I had a call from the Empress this morning as I was finishing up the week’s blogging for the Australians. A dear friend of ours has lost her husband and the memorial service was this morning.
It was a good service; I kept thinking how much he would have liked it. There was a skirling bagpipe and a lady ragging up “I’ll Fly Away” on the piano and a slideshow and an elaborate military ritual and a lot of crying.
I hugged my friend and said, “I’ll talk to you later,” which was odd, but funerals make me feel odd.
The Empress came back to my place for a cup of tea. We haven’t really sat down together for a while, so we had a lot of catching up to do.
Later, I was thinking. Funerals do that to me, too. I thought, “She’s the first of us to lose her husband.”
Because we brought up our kids, and each of us had a daughter get married, and we all lost parents, and we’ve just generally shared a lot of milestones in a group, more or less. And most of us will be widows, statistically speaking, but she was the first.
I also thought about the people I knew in college, for some reason. I can only remember a few names from those days and I’ve only kept in touch with one friend from school. So I googled a few… those whose names I can remember.
One has become a lawyer and one is still a musician, and good for both of them. One appears to have become a New Age trainer of some kind, and another is a pastor. The rest are invisible online. How can that be? It’s the 21st century. What are they doing, that they don’t even have a profile on LinkedIn or Facebook?

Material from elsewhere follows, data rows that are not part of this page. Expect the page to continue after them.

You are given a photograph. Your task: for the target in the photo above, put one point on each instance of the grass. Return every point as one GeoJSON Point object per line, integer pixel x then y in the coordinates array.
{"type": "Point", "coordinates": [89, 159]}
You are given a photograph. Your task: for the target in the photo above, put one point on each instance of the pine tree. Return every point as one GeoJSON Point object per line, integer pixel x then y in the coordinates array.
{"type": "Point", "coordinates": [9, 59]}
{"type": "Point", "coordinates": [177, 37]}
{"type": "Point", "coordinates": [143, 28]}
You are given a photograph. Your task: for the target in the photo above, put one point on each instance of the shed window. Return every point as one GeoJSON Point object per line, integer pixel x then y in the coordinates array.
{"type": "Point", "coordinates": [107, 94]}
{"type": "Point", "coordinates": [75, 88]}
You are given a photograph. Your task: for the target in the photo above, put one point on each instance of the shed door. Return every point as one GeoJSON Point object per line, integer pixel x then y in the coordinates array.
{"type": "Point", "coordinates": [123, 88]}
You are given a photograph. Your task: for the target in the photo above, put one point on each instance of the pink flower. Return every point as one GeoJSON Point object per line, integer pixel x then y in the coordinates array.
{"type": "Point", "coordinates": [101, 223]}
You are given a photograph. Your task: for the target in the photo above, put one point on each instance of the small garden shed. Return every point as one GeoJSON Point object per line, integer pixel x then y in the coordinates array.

And what of all those people whose names I cannot now even recall? I can remember deep conversations and easy fun and complex relationships, dates and crushes we thought at the time were love, and feelings of connection that apparently evaporated pretty quickly. Now I can’t even remember these people.
It’s so easy to lose track of people. There was no point at which I thought, “I’m never going to contact her again. I’m going to forget all about him.” It just happened. I’ve slid in and out of friendships with so many people over the years, unintentionally.
And my friend whom I saw today, too. There was no point at which I decided not to be friends with her any more, and yet there I was at her husband’s funeral, completely astonished. It has been … a year or more, I’m sure, since I last saw her. Why had I not been there for her when he was ill? I guess I’ve just been busy, and time flies when you’re having fun.
The Empress and I have a plan to get together with this friend of ours regularly. The Empress is good at organizing things, so it might happen.